Melissa Dell won the 2020 Clark Medal

"Through her groundbreaking, prudent and creative data collection and experience work, Melissa Dell has enhanced our Understanding of the role played in economic achievements. New vitality and direction in the entire political economy and development field.

Dell '05, who received a master's degree from the Rhodes Scholarship at Oxford University, said she was excited about receiving this award, not only in recognition of her work, but also in her field of research.

"This recognition shows that people are more interested in the various issues we study in the development of political economy. I think that for the issues we think are very important, this field is really exciting." "Yes, to me Say, one of the key issues I am trying to understand better is how poverty and insecurity can last for so long, and the challenges that society faces in dealing with poverty and challenges. "
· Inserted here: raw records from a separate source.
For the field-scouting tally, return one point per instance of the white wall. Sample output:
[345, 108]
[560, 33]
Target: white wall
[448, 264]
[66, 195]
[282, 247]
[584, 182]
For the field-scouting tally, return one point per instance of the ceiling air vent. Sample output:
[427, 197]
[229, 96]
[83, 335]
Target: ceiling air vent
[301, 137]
A Harvard professor said that Harvard helped her embark on the path of studying economics. Dell is now a professor in the Department of Economics. When he was not sure what his research area was, he came to campus as a freshman in 2001. Soon she was hooked. Dell said: "I think it's a combination of being able to learn a very good course and being introduced to research, which economists think fascinates me."
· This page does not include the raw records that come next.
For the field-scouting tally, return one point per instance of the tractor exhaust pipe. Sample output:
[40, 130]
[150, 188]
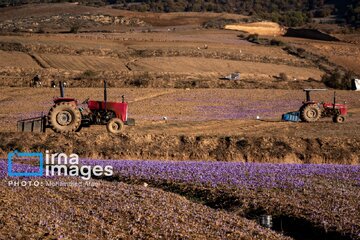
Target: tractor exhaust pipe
[61, 89]
[105, 94]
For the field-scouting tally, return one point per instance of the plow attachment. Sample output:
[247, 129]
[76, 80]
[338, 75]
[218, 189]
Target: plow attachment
[37, 124]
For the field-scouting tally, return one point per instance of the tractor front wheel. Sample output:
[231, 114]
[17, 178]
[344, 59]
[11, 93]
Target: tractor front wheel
[64, 117]
[115, 125]
[338, 119]
[310, 113]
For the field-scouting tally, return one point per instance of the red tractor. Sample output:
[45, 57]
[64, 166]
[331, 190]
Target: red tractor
[312, 111]
[66, 115]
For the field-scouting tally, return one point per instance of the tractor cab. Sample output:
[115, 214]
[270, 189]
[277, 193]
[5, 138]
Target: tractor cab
[312, 111]
[68, 116]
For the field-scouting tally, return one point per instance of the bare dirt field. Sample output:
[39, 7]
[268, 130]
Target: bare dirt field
[201, 124]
This fascination ultimately won her the John H. Williams Award (John H. Williams Award), which recognizes the best undergraduates in economics at Harvard University. Seymour Harris Award (Seymour Harris Award) He was awarded the best undergraduate thesis for the department "Broadening the Border: The Impact of the North American Free Trade Agreement on the United States. The female workforce in Mexico. "

Studying abroad in Peru and Chile also provides Dell with the opportunity to interact with the wider world.

Dell graduated with honors and earned a degree in economics. He said: "I have the opportunity to see the situation on the ground and realize how important what we have learned in class is actually important to people's lives." She received a master's degree and a doctorate from Oxford University in 2007. Obtained from MIT in 2012.

Looking ahead, as the global economy attempts to recover from the disastrous effects of the coronavirus pandemic, Dell said her work and research may help highlight some important facts.

She said: "Part of what I want to consider is how to build trust in the country. This is indeed the basis for thinking about things such as scientific trust, because trust in wider institutions tends to blend together more widely."

In addition, Dell said her work to study how certain societies have responded to economic shocks over time emphasized the importance of "safety nets, which help relocate jobs during times of crisis."

In recent years, Dell's work has won many honors. She was selected as one of the top ten young economists in 2018 by The Economist; she won the Calvó-Armengol International Award, which was awarded by the Barcelona School of Economics in 2017 to the top 40 under the Andrew Carnegie Scholarship economist. The International Monetary Fund listed her as one of the 25 economists under the age of 45. These economists shaped global economic thinking in 2014.